Talvez por isso, vão aparecendo ao longo do filme imagens de caminhos ziguezagueantes. No fundo, são uma metáfora visual daquilo de que desde sempre andamos à procura, sejamos novos ou velhos: quem somos, donde vimos e para onde vamos.
Qualquer busca
exterior que façamos pela “casa do nosso amigo” está destinada a falhar, pois
que “a casa do nosso amigo” mais não é que a nossa própria casa, essa que
teremos de encontrar no nosso interior, num qualquer canto triste e solitário
do nosso coração.
É precisamente
por isso, que ao longo do filme, nas fotografias de Abbas Kiarostami e também
nas antigas iluminuras persas, vamos encontrando árvores solitárias no meio da
paisagem.

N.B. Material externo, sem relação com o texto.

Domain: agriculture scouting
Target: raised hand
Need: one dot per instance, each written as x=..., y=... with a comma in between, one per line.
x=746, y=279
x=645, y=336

Como se estas, em última instância, compartilhassem connosco um mesmo
destino.
Quando vamos em
busca do nosso próprio caminho, ou seja, da nossa própria individualidade,
sabemos que temos pela frente uma jornada triste e solitária, mas que é esse o
custo da liberdade de sermos quem somos e de sermos nós, e não outros, a criar
e a inventar a nossa vida.
As sociedades que se preocupam com a liberdade, a criatividade e o futuro, incentivam a que cada um encontre o seu próprio caminho. Mesmo que, num ou noutro momento, se levantem questões sobre qual é o caminho certo e o errado e porventura se siga em ziguezague.